As part of my PhD research project “Modeling the hardest decision parents will make: School Choice” I will conducting a Discrete Choice Experiment (DCE) to understand how Australian parents apply behavioural decision rules in choosing schools for their children, and how choice sets are evaluated to find the ‘best choice’.

This research will help understand why Australian parents are spending an extra $5.4billion more per year in private school fees when socio-economic sorting across public schools would lead to the same academic outcomes.

We also hope to gain insight in to why some recently opened private schools have failed, leading to large losses, despite the strong willingness of parents’ to pay for private schooling.

This project will also look at the influence of a parent’s socio-economic background on the type and strength of preferences. Our results will have important social equity implications for understanding how wealth, occupation and prior education affect a parent’s choice of school. This will be the 1st time a discrete choice experiment has been applied to school choice even though it is an experimental approach applied extensively in other quasi-market public good areas of health, the environment & transport infrastructure. Previously DCE hasn’t been applied to education due to the inherently endogenous behaviour of educational choice attributes, which this project resolves.

If parents are not making classical rational choice decisions, this research will have important implications for economics & education policy that have not previously been identified.

Determinants of parental school choice: A Qualitative Study

I’m currently undertaking a qualitative study into the determinants of parental school choice.  The study comprises 22 semi-structured exploratory interviews of Australian parents,  principally from Melbourne with some from regional Victoria.  Parents come from diverse backgrounds of educational history, educational choice of school type, and cultural.

Following from George Shackle that for choice there need to be alternatives, the socio-economic backgrounds of the parents interviewed are broadly middle socio-economic, from low to high middle class.  For the very wealthy there is no alternative to the ‘best’ and for the low socio-economic parents income & behavioural constraints mean that there are no alternatives to their default choice.

Australia is a particularly interesting country to investigate the decision architecture of how parents choose a school for their children due to the absence of strong racial (USA) or social-class preferences (UK).  Race and social-class preferences are present in Australia but are not strong enough to completely outweigh other preferences that it is difficult to differentiate preferences associate with teacher quality, student personal development, discipline and community.  Race in the USA and social-class in the UK have become dominant proxies for these more differentiated preferences leading to simple binary choice decision making.

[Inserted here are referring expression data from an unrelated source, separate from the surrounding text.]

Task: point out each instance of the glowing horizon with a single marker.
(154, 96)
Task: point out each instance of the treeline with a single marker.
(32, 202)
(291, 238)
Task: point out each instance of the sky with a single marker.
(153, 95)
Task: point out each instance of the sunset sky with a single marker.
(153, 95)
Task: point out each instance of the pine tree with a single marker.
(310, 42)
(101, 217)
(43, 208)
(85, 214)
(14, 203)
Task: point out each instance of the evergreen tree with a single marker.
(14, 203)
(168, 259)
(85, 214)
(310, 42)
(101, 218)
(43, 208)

Having a range of differentiated preference attributes allow a deeper investigation into how social & family human capital investment preferences are traded-off between each other and the decision strategies that are being used.  When there a number of competing preferences which are quite varied, it can be very interesting to find some behaviours that should be present but is consistently missing from the interviews.  When choices are binary by proxy it is difficult to find decision structure and gaps.

Parental choice is extraordinarily complex being both inter-generational and inter-temporal in nature. It is subject to parental income, time and regulatory constraints. Choice is subject to high levels of uncertainty over very long time frames. Choices are path dependent, in most case irreversible and subject to imperfect information. Individual choice is also very context dependent, subject to the experiences of parents, their expectations of the future, a duty to their children and emotional attachment.

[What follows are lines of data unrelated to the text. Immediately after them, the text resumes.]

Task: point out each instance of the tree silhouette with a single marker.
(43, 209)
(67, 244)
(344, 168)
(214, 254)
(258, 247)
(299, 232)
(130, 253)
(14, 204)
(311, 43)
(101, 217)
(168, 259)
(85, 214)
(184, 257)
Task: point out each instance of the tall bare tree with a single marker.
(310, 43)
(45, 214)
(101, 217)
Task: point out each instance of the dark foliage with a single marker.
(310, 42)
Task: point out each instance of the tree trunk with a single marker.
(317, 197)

Where there is a common curriculum, choice is not about the quality of ‘education as knowledge’ per se. At a very high level, education choice is about quality of instruction, teacher quality or program choice, or the quality of the learning environment effected by student peers and culture. Individual preferences of parents are reflected in the type of school they choose for their child to attend. Choice may be a default choice based on constraints, or a choice exercise within a type of schools such as different public schools, or across school types.

The main education choice that this study focuses on is choice of secondary school by parents for their children.  Choices in Australia are: independent schools (generally Protestant religion aligned), Catholic schools, government public schools (entry determined by residential boundary), and government selective public schools (academic, music, sport etc.).  The state of Victoria also has an accelerated learning program in some publics schools which are not constrained by location of residence by require passing an entrance exam.

A comprehensive review of the Australian school sector can be found in the Gonski Review.

It is important to note that unlike the USA, funding of schools in Australia is from broad based taxes (universal vouchers approach) and not aligned with local property taxes.